Before I start let me just clarify that this is very much personal and I’m not saying this is true of every other teacher but I’m willing to bet it is true of some other teachers.
When I started teaching I spent long hours into the night preparing for classes, before each class I would go over my lesson plan time and time again in my head, I’d read and reread the grammar guide on the topic that was coming up and I’d read a handful of blog posts on the latest ideas in teaching every night. Fast forward a few years and I barely read any blog posts on teaching (they have to really grab me), I can happily turn up to a class without worrying over my lesson plan the night before, I often don’t recap my grammar knowledge before lessons and generally I don’t spend as much teaching, talking or writing about teaching.

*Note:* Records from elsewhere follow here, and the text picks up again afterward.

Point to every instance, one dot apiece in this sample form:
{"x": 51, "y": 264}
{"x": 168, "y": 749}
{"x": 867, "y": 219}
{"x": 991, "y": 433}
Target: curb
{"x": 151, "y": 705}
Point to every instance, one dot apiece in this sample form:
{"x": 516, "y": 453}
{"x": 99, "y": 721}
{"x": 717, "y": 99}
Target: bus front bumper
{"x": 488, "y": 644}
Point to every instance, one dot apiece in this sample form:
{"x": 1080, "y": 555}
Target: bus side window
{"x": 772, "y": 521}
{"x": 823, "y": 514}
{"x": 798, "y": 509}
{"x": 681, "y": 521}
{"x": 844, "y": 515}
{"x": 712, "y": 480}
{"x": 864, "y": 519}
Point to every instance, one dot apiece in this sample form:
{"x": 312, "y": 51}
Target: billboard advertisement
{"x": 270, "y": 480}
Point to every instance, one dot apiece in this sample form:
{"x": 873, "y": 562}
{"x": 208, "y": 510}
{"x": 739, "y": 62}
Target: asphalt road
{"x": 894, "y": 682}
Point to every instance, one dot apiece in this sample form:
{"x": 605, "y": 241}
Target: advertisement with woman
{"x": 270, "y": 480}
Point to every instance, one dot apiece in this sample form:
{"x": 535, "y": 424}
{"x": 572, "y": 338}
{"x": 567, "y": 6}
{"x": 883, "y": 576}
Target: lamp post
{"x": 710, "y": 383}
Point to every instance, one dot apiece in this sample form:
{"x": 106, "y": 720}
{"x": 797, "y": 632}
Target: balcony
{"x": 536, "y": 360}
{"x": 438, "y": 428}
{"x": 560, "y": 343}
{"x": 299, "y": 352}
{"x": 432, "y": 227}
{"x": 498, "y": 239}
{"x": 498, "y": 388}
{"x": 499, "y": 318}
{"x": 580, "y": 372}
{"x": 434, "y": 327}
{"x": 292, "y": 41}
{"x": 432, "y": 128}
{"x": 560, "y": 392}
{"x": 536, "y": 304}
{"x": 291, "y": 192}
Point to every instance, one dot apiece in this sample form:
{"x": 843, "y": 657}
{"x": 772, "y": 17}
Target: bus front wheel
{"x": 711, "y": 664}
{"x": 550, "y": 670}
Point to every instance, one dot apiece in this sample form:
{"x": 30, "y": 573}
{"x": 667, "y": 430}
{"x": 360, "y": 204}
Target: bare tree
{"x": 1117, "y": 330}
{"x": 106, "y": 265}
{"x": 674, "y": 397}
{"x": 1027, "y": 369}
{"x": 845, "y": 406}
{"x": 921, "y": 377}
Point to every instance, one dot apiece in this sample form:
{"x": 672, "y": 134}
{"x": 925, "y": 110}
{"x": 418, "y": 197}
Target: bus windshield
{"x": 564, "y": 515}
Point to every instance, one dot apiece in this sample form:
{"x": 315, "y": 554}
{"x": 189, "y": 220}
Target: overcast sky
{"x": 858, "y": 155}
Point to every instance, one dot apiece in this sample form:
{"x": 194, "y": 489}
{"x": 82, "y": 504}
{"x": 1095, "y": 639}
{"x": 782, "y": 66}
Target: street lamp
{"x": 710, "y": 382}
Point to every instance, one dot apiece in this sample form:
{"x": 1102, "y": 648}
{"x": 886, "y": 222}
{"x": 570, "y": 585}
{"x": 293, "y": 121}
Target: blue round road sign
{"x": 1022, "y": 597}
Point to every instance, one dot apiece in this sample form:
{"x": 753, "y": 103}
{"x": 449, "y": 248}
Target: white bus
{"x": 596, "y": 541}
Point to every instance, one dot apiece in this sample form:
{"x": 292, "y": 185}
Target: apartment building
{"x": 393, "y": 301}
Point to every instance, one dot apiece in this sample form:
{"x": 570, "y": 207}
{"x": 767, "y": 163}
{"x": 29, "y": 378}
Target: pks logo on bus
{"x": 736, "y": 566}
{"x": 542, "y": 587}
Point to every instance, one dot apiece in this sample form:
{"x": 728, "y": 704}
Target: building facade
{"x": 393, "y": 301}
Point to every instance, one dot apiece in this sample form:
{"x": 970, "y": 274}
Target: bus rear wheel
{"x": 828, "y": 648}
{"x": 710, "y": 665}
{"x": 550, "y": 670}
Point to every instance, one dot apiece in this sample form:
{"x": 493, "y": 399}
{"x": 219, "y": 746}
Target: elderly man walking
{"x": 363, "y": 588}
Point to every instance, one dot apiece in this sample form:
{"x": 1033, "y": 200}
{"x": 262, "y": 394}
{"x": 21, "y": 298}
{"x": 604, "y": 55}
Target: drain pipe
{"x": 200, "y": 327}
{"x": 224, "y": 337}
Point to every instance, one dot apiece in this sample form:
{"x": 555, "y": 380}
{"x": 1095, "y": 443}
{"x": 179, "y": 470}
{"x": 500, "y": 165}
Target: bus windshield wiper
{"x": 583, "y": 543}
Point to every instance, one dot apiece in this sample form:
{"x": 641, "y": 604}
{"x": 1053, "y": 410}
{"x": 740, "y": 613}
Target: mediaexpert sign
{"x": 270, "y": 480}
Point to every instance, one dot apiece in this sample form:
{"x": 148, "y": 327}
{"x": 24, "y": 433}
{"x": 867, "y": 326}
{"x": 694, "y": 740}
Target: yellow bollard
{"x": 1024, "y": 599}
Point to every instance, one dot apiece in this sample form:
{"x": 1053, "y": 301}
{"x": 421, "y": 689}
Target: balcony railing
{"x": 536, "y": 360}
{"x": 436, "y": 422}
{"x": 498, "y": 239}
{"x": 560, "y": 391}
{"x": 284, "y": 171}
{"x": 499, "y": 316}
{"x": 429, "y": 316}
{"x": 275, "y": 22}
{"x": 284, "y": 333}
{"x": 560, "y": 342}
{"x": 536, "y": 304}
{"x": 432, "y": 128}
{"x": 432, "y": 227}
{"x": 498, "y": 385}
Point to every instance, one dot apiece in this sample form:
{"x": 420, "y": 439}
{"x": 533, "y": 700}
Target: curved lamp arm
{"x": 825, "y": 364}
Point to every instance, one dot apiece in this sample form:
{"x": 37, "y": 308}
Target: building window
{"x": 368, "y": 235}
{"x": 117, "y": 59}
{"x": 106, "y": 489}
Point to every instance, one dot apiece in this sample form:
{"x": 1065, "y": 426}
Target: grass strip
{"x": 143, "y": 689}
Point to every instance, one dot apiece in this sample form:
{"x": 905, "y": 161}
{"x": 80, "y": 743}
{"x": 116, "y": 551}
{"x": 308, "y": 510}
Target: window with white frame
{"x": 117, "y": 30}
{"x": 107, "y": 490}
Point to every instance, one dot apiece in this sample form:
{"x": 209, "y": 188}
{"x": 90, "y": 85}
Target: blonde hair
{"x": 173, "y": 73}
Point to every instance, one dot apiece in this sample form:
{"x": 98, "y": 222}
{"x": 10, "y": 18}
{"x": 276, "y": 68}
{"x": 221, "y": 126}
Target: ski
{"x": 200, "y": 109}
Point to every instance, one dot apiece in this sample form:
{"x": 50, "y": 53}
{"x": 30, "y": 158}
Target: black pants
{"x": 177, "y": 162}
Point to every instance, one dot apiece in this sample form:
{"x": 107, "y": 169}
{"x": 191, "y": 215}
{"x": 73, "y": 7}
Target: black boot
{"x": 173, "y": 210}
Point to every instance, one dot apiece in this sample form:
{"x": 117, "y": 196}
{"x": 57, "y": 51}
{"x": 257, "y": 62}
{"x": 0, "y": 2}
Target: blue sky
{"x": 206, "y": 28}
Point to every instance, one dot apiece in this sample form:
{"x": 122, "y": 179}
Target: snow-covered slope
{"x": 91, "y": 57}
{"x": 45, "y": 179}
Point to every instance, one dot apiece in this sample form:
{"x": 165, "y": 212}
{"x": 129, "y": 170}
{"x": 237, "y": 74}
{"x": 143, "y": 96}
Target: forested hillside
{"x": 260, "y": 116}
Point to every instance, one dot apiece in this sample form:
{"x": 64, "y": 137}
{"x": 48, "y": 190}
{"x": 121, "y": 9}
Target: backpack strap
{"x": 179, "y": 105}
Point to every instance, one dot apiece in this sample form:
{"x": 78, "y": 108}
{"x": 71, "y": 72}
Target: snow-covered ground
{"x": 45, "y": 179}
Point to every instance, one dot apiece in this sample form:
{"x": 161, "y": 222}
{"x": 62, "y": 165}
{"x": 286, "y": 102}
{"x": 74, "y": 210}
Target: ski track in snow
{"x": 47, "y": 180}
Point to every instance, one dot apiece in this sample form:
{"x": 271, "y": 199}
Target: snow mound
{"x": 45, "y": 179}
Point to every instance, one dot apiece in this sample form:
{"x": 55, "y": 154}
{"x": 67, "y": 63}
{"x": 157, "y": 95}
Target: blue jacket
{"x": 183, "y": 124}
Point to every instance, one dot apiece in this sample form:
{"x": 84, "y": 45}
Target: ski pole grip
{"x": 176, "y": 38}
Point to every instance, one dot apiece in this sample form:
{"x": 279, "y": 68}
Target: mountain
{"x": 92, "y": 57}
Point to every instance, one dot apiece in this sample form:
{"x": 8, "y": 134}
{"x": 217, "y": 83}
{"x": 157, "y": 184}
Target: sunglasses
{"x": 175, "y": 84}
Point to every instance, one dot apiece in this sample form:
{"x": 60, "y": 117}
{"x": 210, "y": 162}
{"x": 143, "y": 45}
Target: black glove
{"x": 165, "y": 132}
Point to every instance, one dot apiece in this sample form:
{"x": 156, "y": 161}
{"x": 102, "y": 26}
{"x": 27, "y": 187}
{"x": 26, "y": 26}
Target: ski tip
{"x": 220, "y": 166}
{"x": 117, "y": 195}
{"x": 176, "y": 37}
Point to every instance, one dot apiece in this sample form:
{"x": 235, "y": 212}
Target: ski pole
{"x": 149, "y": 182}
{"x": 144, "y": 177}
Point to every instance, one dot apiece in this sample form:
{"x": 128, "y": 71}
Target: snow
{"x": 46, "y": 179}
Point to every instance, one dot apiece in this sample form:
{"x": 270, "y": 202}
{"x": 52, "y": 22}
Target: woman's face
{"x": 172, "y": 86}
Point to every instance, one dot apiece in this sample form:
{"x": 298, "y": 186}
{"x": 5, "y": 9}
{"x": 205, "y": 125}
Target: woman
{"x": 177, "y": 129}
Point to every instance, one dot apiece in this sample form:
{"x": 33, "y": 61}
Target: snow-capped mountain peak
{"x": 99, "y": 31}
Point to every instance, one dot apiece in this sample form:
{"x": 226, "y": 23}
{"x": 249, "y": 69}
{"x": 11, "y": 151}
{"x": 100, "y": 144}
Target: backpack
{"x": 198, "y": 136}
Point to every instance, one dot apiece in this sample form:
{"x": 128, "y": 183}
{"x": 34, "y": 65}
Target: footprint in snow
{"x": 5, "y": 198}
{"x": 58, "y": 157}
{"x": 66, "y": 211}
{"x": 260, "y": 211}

Partially, this has been due to becoming a better teacher. I’ve taught certain topics so many times that I can on demand recall the basics of the grammar rules (although exceptions still catch me out), I’ve had enough good and bad classroom experiences that I know I’m not going to completely fail at a class and even if I do, I can carry on and improve it next time. I’ve also completed higher level training courses that have given me more insights into teaching.
But it’s not all good news
I make mistakes, ones which could be avoided if I’d just checked that explanation over again, the activity I choose wasn’t really level appropriate, I have no idea what people are talking about to do with teaching (we’re over Dogme right? and demand higher is still kicking around? I guess EdTech is still a big thing but do we care about iPads anymore?) and I haven’t really discovered an incredible activity to use from the internet in a long time. And it’s all because I have a life now.
When I first moved to Ukraine, I knew no one there, I had little internet access and all my friends were teachers. Some other aspects of life there weren’t great and so I focused on what I could control. I threw myself into my teaching. I wanted to be the best and I set out to do so. Things went well and I improved a lot and had a great time doing so too. But over the years as I left Ukraine ultimately to end up in Poland I gained a girlfriend, I took up a hobby, I found people to regularly meet up with who didn’t talk about teaching and I also joined in with some cool projects that aren’t teaching related. All this made my “continuous professional development” suffer.
I feel bad about it, and I don’t. Ultimately as a complete person I am in a much better state of less stress, happier and more content with life. However, As a teacher I am not working as hard as I once had. I was a better teacher when I had no life.
Maybe you can relate, or maybe you can’t, I’m happy for you if that’s true. Maybe this will change again over time but for the moment I probably won’t write as much here, nor will I tweet loads about teaching. I’ll still do my work and I am still taking part in a company run professional development program but I know it’s not as much as I have done in the past.